Gustavo Alfaro no se guardó nada. Después de la victoria 1-0 ante Turquía en el Grupo D del Mundial 2026, el técnico de Paraguay soltó una frase que resumió la paradoja de la noche: le aconsejó a Miguel Almirón que le hubiera hablado al turco en guaraní para que no entendiera nada. Todo esto mientras celebraban haber ganado con diez hombres durante todo el segundo tiempo.
La razón del drama fue que Almirón se convirtió en el primer jugador en la historia en ser expulsado bajo la nueva ley "Prestianni-Vinicius". El volante de Atlanta United se tapó la boca con la mano mientras discutía con el lateral turco Mert Müldür a los 48 minutos del primer tiempo. El árbitro de VAR, el qatarí Khamis Al Marri, le pidió al salvadoreño Iván Barton que revisara. La decisión fue tajante: tarjeta roja.
"Cuando nos juntamos después del partido para rezar, Miguel fue el primero en hablar para pedirle disculpas a los compañeros. Yo le dije: 'Le hubieses dicho de todo en guaraní, ¿quién te va a entender?. Si vos le decís, lo mandé al carajo, en guaraní, ¿qué te va a entender?'. No entiende. Lo mismo que me digan a mí en turco", explicó el Profe en conferencia de prensa.
Pero Alfaro también tuvo un mensaje de contención para su figura. "Lo primero que le dije cuando entró al vestuario: 'Cambiá la cara, que ganamos. Mirá que ganamos'. No sientas culpa de nada. Porque eso que pasó hizo sacar mucho más el espíritu combativo de tus compañeros", contó con humor.
La nueva regla fue aprobada por unanimidad por la International Football Association Board (IFAB) el 28 de abril pasado en Vancouver, Canadá. Establece que se puede sancionar con tarjeta roja a los jugadores que se tapen la boca cuando se encaren a un adversario. El árbitro tiene la potestad de juzgar el contexto.
Todo nació el 17 de febrero de 2026 en el Estadio da Luz de Lisboa. Durante un partido de Champions League entre Benfica y Real Madrid, el delantero argentino Gianluca Prestianni se tapó la boca mientras hablaba con Vinícius Júnior. La UEFA determinó que no había pruebas de racismo, pero sí identificó expresiones homofóbicas. La imposibilidad de leer los labios fue el detonante del cambio.
Gianni Infantino, presidente de la FIFA, explicó la lógica: "Si un jugador se tapa la boca y dice algo, y eso tiene una consecuencia racista, entonces tiene que ser expulsado. Debe existir la presunción de que dijo algo que no debería haber dicho".
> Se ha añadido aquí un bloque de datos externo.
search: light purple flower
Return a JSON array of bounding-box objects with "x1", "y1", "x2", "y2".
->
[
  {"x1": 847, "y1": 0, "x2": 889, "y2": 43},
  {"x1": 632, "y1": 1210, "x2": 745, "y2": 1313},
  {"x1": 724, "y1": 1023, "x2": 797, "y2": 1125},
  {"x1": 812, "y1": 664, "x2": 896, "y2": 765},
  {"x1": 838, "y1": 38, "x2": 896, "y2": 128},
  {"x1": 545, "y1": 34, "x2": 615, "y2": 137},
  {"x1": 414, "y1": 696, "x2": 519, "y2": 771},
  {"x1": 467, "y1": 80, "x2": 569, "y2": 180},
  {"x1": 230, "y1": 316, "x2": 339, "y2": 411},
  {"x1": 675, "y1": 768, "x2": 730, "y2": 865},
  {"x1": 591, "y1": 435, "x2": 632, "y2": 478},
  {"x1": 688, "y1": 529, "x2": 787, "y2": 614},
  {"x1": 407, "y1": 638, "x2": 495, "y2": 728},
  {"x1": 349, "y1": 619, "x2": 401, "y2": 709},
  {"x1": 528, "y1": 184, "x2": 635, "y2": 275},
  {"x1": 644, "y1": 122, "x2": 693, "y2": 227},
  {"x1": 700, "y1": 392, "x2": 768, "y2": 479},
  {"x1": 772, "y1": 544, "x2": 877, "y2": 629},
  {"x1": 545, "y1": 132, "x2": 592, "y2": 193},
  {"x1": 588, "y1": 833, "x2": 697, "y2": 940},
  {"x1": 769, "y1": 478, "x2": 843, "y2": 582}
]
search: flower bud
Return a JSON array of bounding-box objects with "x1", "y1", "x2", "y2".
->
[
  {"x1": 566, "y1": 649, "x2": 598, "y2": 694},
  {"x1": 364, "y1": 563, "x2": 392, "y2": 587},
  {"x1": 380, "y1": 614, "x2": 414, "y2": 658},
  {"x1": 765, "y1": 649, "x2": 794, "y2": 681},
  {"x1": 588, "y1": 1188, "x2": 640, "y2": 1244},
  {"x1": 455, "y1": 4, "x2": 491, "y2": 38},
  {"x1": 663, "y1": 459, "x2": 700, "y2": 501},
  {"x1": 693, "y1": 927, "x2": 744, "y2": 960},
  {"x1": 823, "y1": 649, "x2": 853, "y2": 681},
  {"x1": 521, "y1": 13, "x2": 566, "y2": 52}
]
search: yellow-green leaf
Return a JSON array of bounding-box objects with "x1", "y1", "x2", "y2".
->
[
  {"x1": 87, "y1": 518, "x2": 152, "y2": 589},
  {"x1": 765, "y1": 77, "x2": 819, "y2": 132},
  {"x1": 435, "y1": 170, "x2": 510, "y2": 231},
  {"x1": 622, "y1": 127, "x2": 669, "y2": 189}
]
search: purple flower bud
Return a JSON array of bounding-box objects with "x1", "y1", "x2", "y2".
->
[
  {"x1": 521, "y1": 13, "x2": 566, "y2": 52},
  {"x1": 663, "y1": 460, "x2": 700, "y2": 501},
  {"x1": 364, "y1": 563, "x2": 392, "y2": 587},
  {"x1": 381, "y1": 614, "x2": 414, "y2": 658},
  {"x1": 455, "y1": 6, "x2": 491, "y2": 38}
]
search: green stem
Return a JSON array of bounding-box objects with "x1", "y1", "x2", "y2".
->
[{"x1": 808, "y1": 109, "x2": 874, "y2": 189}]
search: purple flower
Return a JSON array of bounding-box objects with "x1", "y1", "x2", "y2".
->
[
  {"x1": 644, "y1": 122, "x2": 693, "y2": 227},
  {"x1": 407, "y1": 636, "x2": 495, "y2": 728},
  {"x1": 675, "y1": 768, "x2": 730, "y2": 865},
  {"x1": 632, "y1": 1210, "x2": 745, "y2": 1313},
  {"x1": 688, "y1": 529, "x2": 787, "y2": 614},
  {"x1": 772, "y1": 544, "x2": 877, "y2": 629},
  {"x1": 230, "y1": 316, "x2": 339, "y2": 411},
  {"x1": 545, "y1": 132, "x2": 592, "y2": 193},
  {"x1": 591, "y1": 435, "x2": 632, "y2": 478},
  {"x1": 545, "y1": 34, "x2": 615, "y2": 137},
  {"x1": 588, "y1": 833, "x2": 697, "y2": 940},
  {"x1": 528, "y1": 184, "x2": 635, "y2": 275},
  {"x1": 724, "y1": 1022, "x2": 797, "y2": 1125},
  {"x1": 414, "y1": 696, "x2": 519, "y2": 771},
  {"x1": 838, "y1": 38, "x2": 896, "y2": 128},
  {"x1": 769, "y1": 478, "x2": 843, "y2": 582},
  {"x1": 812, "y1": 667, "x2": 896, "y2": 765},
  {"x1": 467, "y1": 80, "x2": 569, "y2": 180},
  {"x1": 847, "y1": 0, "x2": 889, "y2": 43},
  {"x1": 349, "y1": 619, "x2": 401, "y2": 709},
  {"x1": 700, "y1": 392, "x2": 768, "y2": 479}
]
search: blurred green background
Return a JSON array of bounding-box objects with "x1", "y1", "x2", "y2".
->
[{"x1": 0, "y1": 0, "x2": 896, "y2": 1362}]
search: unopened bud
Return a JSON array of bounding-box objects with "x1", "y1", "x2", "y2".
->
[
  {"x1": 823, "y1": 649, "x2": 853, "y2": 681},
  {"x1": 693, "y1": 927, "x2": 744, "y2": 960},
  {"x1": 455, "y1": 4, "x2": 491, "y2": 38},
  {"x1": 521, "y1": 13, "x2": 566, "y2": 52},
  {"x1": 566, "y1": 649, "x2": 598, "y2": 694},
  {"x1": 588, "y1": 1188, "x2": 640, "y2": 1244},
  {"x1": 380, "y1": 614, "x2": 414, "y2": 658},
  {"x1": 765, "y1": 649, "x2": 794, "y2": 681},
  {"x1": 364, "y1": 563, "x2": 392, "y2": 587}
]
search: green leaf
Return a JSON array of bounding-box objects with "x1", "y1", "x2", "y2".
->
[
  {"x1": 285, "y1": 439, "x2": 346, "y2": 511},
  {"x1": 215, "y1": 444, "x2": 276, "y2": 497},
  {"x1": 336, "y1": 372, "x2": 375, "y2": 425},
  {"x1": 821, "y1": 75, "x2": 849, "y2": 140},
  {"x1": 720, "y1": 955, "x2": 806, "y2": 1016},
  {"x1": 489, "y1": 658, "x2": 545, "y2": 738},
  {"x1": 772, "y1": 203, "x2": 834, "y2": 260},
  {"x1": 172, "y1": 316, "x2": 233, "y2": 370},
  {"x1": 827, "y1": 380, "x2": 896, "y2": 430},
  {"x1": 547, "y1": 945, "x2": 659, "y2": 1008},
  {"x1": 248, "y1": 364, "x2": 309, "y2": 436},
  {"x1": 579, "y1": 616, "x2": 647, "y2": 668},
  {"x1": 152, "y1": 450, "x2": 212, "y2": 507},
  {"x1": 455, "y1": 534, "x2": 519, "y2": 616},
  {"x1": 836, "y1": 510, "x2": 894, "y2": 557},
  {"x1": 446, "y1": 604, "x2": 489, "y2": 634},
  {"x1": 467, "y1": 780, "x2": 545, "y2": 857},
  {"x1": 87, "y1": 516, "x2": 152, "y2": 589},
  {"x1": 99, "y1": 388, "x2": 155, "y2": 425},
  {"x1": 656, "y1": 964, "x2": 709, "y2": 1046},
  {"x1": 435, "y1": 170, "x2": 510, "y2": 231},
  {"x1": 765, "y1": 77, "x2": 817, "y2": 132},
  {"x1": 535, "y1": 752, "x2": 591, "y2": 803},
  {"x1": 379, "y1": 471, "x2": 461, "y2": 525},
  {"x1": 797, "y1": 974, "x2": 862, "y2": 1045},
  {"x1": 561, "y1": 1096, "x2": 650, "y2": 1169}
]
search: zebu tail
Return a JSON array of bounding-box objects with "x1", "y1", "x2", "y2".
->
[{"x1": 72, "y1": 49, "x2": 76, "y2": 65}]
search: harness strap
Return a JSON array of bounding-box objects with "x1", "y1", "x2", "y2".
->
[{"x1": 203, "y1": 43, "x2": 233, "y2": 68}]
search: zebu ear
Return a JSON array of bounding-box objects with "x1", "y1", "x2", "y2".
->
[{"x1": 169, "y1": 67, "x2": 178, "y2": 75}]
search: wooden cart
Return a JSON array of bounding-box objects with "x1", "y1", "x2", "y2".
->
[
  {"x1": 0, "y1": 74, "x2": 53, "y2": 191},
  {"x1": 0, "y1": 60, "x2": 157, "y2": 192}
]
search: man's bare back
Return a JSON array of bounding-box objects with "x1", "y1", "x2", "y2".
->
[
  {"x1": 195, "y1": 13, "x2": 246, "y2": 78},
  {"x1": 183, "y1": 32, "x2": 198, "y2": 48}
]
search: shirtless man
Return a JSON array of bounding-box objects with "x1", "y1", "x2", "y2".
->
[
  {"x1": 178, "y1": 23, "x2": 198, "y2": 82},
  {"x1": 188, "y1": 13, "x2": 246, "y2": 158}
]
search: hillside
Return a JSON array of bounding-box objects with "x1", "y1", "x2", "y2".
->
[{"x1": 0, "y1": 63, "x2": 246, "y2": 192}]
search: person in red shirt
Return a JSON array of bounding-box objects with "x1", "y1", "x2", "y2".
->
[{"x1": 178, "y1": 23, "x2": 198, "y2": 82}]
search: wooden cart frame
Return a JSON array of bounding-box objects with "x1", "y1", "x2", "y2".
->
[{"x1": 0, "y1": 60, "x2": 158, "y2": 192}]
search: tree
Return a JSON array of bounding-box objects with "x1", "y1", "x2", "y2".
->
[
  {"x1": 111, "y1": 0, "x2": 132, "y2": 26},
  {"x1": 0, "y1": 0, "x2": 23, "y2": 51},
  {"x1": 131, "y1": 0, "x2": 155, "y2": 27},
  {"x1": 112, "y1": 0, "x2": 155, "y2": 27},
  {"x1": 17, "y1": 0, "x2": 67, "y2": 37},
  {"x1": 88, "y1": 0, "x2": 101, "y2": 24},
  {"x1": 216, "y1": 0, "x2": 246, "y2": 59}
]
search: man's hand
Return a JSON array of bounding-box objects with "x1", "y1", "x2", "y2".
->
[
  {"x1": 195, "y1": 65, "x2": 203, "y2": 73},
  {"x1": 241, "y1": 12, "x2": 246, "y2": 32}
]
Alfaro no ocultó su malestar. "Me cuesta jugar este deporte, este deporte nuevo, porque estamos jugando un deporte nuevo. El fútbol tiene rasgos de fricción, de disputa, de lucha, de demostración de coraje. Y me parece que hoy estamos todos jugando más con el reglamento para ver dónde le puedo sacar una ventaja", disparó.
Además, fue claro: "Me parece que con una tarjeta amarilla es suficiente. Hay cosas que se penan con un rigor excesivo. Y el temor que tengo es que el fútbol pierda su esencia".
Sobre la sanción a Almirón, Alfaro fue sincero. "No sé cuál va a ser, porque es un reglamento nuevo. El Mundial es muy finito, a nosotros nos queda un partido. Ojalá que le den lo menos posible. Perdemos a un jugador muy importante", señaló.
Almirón se perderá el último partido de la fase de grupos ante Australia el jueves 25 de junio a las 23:00 (hora argentina), donde Paraguay se juega el segundo puesto del Grupo D. La FIFA podría extender la suspensión si avanzan a la fase eliminatoria.